On the other hand, quantitative studies often use standardized measures, numerical values, have larger sample sizes, and analyze data using statistical programs. A study is classified as quantitative if the researcher seeks to quantify the variation in a phenomenon and if information is gathered using quantitative variables. Both qualitative and quantitative approaches have their strengths and weaknesses, and advantages and disadvantages. Disciplines such as epidemiology, economics and public health are more inclined towards quantitative research.

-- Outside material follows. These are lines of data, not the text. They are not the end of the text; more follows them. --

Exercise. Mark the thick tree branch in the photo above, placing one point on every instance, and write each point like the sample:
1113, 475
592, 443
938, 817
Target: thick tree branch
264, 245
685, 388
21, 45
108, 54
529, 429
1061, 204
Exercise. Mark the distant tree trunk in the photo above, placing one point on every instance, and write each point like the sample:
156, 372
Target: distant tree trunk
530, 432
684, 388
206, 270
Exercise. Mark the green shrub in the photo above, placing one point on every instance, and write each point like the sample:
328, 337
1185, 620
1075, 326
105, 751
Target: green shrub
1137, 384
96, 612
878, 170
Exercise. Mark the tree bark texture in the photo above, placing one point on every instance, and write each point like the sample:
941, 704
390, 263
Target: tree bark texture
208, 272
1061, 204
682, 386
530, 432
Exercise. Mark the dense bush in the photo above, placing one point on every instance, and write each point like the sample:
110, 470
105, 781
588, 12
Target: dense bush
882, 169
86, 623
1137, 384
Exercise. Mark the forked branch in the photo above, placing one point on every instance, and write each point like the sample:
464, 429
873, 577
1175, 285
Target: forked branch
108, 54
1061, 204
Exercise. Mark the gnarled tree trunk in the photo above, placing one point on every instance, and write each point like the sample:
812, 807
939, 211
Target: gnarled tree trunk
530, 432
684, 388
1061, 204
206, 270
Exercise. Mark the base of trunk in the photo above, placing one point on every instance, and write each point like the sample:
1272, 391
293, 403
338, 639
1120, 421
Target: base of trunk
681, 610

A hypothesis is a suggested explanation for an observed relationship or a causal prediction about a relationship among several variables. Every research project is based on a hypothesis, which generally begins with a specific question. For example, “If people are provided with basic eye care services, will they be more economically productive on an individual basis?” This question is specific enough to be addressed by a research project, however it is not yet a hypothesis. Next, the researcher must operationalize the terms being used. Operationalization refers to defining otherwise abstract concepts or terms in a measurable way. For example, “economically productive” can be operationalized as “dollars earned per day,” “hours worked in a week,” or “number of objects successfully produced at work.” As we can see, a researcher must be careful to operationalize the measures in such a way that they reflect exactly what the researcher is trying to measure. Depending on how terms are operationalized, the results of a study can vary widely, so it is critical that a researcher carefully consider how each of the measures are to be operationalized before forming a hypothesis and beginning a study.

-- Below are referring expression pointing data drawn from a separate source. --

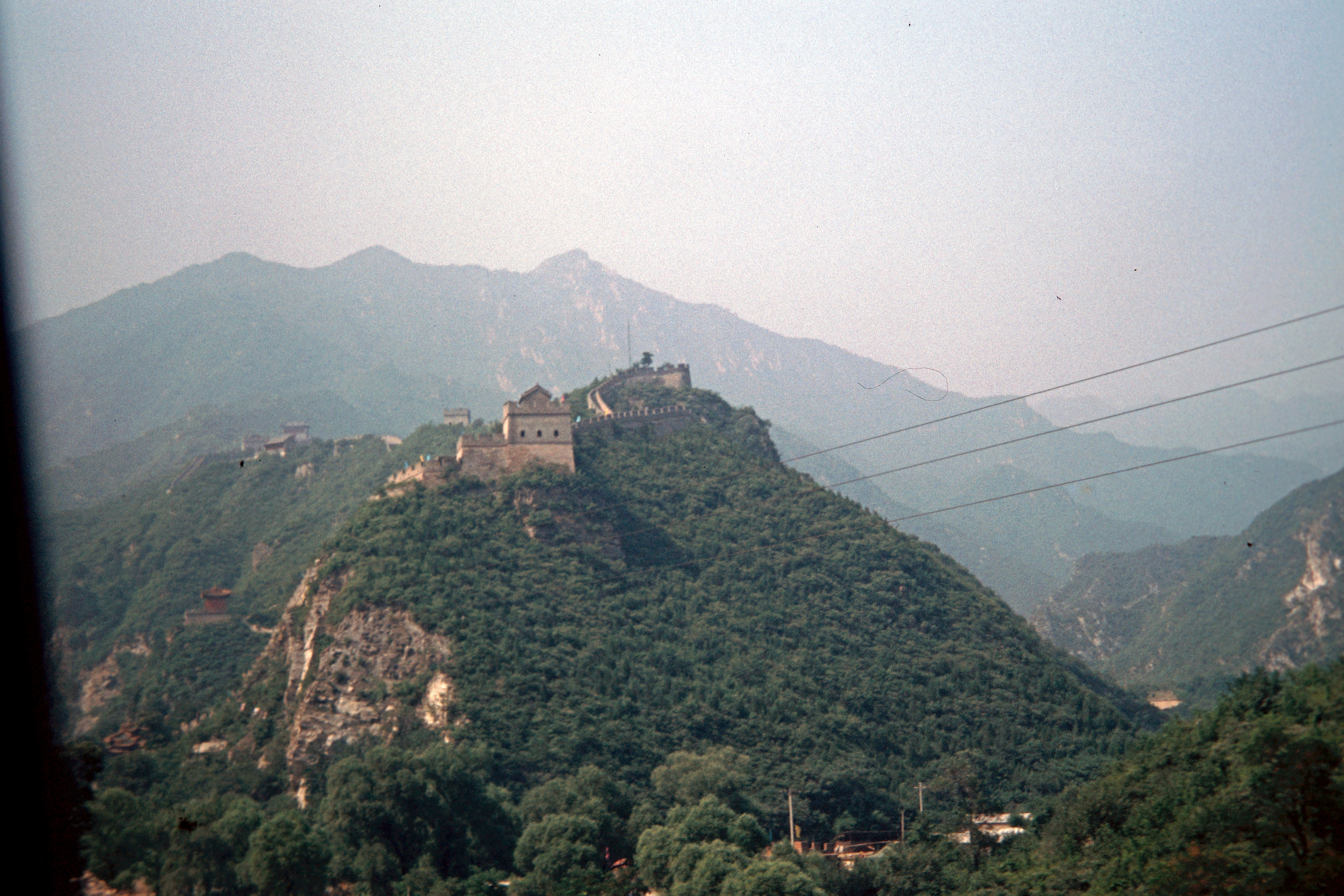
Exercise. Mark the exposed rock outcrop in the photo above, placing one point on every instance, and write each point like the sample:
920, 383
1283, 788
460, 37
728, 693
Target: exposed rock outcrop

A hypothesis takes the operationalized definition of the factors to produce a clear prediction of the causal relationship between the independent variable and the dependent variable in the statement. The independent variable is a factor that the researcher can control or manipulate (whether or not a person receives basic eye care services), and a dependent variable is a factor that the researcher cannot manipulate, but instead varies in relation to the independent variable (the economic productivity of the individual). For example, a hypothesis might be “We predict that if nearsighted participants are provided with corrective lenses that bring their vision to 20/20, they will earn more money per week on average over the course of three months than nearsighted participants who did not receive corrective lenses.” This statement is a viable hypothesis because it clearly operationalizes what the researcher termed “basic eye care” and “economically productive” such that they can be measured and analyzed in an objective way. (2),(3)
When formulating a hypothesis, it is important not to try to “prove” that the hypothesis is true. Instead, one should seek to find evidence that it is not true. In other words, one can never accept a hypothesis; instead one fails to reject the null (posited) hypothesis. This is especially important when using statistics such as t-tests and p-values to determine significance.